Air traffic management on a global level doesn’t require identical systems because there is a wide variation in levels of traffic density and traffic complexity; systems and aircraft can accept and use information and services from each other for technical or operational purposes, the GAO said. Global standards bodies work out differences in systems and then the various air traffic service providers agree on and implement compatible standards, procedures and technologies.

Although the FAA’s international strategic plan “includes a high-level problem definition of the global trends and associated international engagement challenges affecting global interoperability” the agency “has not identified or assessed whether or how these or other factors might affect NextGen interoperability,” the GAO said.

Risk Management ‘Heavy on Process and Procedure’

Risk management inside the FAA is “heavy on process and procedure, but there is little insight inherent in the artifacts and outcomes of their risk management process,” the NRC said. The NRC requested a list of the top five risks to NextGen from the FAA and the agency failed to supply “any quantified representation of the top risks,” the NRC said. “[I]n an environment with an effective risk management process, the top several risks—whatever they were, and there will always be risks—would be well known and internalized by everyone,” the NRC said.

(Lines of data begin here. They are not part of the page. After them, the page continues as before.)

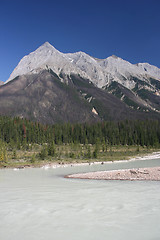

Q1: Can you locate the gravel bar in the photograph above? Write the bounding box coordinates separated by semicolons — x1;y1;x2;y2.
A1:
66;167;160;181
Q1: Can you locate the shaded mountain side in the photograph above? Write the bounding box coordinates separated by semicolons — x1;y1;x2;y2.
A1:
0;71;100;124
0;70;160;124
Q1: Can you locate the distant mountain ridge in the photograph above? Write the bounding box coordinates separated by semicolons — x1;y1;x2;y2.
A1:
7;42;160;88
0;42;160;123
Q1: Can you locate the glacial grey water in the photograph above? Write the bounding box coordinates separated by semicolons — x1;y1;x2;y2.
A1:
0;159;160;240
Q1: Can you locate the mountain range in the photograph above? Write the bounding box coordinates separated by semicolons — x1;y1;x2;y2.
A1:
0;42;160;124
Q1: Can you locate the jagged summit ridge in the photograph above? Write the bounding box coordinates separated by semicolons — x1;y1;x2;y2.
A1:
6;42;160;89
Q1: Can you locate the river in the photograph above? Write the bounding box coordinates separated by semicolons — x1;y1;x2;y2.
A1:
0;159;160;240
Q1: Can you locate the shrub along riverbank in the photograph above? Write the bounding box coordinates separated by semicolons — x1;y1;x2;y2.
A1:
0;117;160;167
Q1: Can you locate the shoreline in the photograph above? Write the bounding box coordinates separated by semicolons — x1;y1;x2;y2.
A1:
1;151;160;170
65;167;160;181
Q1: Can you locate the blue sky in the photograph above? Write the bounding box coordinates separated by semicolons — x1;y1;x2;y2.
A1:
0;0;160;81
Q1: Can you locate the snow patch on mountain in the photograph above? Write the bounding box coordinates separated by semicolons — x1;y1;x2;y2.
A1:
6;42;160;89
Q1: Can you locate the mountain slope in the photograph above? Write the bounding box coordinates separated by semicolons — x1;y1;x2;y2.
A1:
0;69;160;124
0;42;160;123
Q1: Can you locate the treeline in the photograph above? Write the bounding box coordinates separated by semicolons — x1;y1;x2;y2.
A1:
0;116;160;148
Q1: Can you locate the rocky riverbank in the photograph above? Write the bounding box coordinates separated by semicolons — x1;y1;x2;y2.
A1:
66;167;160;181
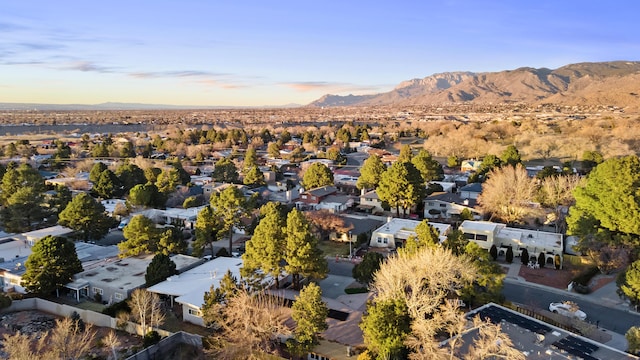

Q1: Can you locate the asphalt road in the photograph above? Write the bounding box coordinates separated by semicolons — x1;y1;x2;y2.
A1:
502;282;640;334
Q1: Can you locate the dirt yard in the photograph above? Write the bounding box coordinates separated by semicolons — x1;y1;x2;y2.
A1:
519;264;616;291
0;311;142;359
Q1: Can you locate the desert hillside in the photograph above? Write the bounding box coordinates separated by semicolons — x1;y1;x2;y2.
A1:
310;61;640;110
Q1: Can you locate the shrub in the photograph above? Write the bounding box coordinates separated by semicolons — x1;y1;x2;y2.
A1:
520;249;529;265
344;288;369;295
538;252;547;269
102;300;131;317
489;245;498;261
0;294;11;309
142;330;161;348
573;266;600;286
553;254;562;270
505;246;513;264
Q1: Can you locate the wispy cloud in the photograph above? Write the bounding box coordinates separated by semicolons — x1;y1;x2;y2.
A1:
280;81;380;93
59;61;115;74
129;70;230;79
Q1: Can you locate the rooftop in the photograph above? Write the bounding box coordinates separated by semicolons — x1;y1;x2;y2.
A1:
461;303;638;360
147;257;242;307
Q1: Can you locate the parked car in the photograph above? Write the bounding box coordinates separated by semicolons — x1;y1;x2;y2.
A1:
549;301;587;321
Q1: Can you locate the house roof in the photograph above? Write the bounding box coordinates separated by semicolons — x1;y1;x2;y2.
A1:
424;192;477;208
342;216;382;236
147;257;242;308
457;303;638;360
460;183;482;193
305;186;338;197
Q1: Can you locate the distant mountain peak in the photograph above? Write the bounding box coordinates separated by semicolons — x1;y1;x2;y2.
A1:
310;61;640;109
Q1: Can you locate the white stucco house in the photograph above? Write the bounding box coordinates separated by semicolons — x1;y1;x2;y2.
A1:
369;218;451;249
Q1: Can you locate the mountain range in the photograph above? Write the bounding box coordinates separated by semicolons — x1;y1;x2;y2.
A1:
309;61;640;110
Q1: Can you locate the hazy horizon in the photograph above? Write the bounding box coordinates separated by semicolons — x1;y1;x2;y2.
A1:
0;0;640;107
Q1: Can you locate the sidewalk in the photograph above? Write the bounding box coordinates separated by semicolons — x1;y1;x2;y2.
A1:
501;263;634;351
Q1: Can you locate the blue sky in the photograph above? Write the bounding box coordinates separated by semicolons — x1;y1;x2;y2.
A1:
0;0;640;106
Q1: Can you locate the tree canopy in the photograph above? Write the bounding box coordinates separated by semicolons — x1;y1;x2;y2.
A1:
356;155;387;189
285;209;328;289
144;254;178;287
22;236;82;295
302;162;333;190
241;202;286;284
478;165;538;224
567;156;640;246
376;161;426;216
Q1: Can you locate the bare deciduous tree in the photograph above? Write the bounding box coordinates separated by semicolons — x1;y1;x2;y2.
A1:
210;291;291;359
129;289;165;334
478;164;538;224
104;331;121;360
372;247;475;319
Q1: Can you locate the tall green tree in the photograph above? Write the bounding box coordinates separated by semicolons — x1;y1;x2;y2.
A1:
118;215;160;257
411;149;444;183
58;193;117;241
211;157;240;184
616;260;640;305
156;167;181;194
242;166;267;187
567;156;640;246
116;162;147;194
241;202;286;287
376;161;426;216
500;145;522;166
22;236;82;295
144;254;178;287
400;220;440;254
242;145;258;171
2;186;45;232
127;183;167;208
351;251;384;285
302;162;333;190
92;169;122;199
360;299;411;360
285;209;328;289
193;206;222;256
398;145;413;162
211;186;252;254
89;162;109;184
291;283;329;354
356;155;387;189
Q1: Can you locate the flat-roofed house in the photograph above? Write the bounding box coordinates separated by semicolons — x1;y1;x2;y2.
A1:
147;257;249;326
369;218;451;249
459;220;564;264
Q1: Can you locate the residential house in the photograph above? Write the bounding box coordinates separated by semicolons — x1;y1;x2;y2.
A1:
460;183;482;200
329;214;383;244
66;253;204;304
460;160;482;172
369;218;451;249
459;220;564;264
147;257;249;326
424;192;482;219
356;189;384;214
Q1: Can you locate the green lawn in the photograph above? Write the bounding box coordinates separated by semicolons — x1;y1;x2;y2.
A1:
318;240;349;256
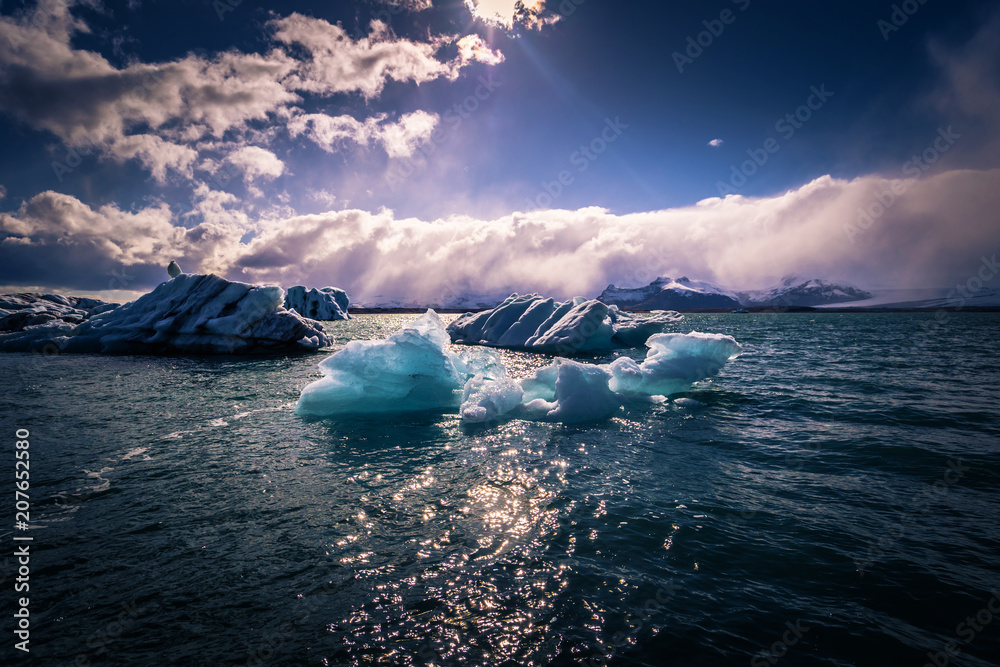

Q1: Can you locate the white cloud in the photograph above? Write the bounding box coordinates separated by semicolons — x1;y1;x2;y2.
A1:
219;170;1000;301
0;169;1000;301
0;0;503;183
288;111;440;158
272;14;498;99
458;35;504;65
226;146;285;181
382;0;431;12
106;134;198;183
465;0;559;29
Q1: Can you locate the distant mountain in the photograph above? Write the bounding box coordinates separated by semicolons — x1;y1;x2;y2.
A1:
736;276;872;306
597;276;740;310
351;290;511;310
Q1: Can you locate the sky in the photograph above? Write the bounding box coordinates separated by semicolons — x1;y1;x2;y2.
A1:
0;0;1000;304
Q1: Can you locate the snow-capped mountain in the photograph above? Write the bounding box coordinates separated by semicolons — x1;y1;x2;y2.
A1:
597;276;872;310
351;290;511;310
736;276;872;306
597;276;740;310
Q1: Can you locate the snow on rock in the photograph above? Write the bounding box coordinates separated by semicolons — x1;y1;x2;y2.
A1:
597;276;740;310
448;294;681;354
739;276;872;307
0;274;331;354
295;302;741;423
0;293;118;333
285;285;351;320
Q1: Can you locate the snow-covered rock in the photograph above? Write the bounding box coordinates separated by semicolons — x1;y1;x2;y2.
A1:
295;304;741;422
0;293;118;333
285;285;351;320
354;290;511;311
0;274;331;354
448;294;681;354
738;276;872;306
597;276;740;310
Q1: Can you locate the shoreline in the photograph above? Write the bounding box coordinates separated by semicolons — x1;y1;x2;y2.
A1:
350;306;1000;315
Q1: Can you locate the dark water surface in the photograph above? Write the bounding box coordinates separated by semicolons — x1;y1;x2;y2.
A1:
0;313;1000;667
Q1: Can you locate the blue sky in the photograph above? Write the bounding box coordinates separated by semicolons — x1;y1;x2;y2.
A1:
0;0;1000;300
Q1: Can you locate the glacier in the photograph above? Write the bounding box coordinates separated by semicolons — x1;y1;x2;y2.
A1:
448;294;683;354
0;292;118;333
0;273;331;354
285;285;351;321
295;304;742;423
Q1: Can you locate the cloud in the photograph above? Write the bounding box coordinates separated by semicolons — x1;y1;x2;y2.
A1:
226;146;285;181
288;111;440;158
7;169;1000;301
272;14;496;99
382;0;431;12
106;134;198;183
929;10;1000;166
458;35;504;65
0;0;503;183
465;0;560;30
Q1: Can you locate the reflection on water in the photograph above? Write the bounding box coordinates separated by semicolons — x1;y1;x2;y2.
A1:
0;314;1000;666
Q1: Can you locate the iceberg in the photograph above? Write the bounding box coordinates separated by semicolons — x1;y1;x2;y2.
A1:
0;293;118;333
285;285;351;320
448;294;683;354
0;273;331;354
295;302;742;423
295;310;467;416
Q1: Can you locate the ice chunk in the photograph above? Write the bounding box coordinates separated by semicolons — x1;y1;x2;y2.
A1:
521;359;622;423
459;374;524;422
674;398;705;410
448;294;681;354
0;273;330;354
296;312;741;423
611;306;684;347
295;310;466;416
609;332;743;396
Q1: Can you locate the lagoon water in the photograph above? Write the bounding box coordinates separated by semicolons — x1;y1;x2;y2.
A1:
0;313;1000;667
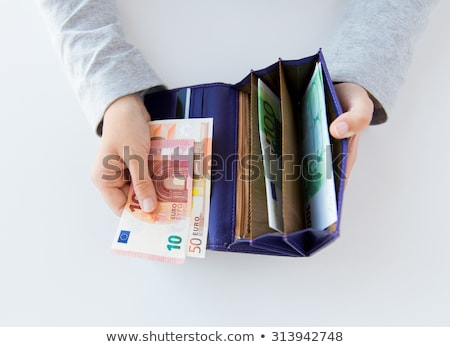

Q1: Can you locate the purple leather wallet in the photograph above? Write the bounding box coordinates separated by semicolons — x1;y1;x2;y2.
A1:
145;51;348;256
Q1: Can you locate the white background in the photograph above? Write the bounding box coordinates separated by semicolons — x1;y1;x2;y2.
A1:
0;0;450;326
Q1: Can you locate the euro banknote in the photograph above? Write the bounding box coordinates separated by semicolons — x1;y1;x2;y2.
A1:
258;79;283;232
112;139;194;263
300;62;337;230
149;118;213;258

FAA officials themselves acknowledged to the GAO the lack of a comprehensive risk assessment. In addition, the FAA told the GAO that the agency lacks a mechanism for: comprehensively identifying or tracking interoperability risks to NextGen programs on a routine basis, evaluating potential consequences across its programs, and identifying potential impacts on global interoperability efforts.

In its defense, the FAA responded saying their existing processes, including participation in international working groups, demonstrates their commitment to addressing risk. The GAO countered those statements saying although those are important steps they don’t go far enough: “A comprehensive risk assessment entails identifying risks throughout the entity, considering different types of risks that might affect the entity, assessing the likelihood of those risks and incorporating an analysis of those identified risks to provide a basis for managing and responding to the risks.”

Despite the existence of an internal strategy, without a comprehensive approach to risk management the “FAA cannot develop an effective strategy—within FAA and with international partners—to mitigate risks and target and prioritize resources to best achieve its NextGen interoperability goals,” the GAO concluded. The GAO recommended setting procedures for a comprehensive risk analysis, periodically reevaluating those risks and documenting how it will mitigate the risks.

The FAA agreed with the recommendations, said the Department of Transportation in its response to the GAO report. “It should be clear exceedingly clear that failure to achieve international harmonization and interoperability is not an option, and the FAA’s international priorities reflect this fact,” DOT said.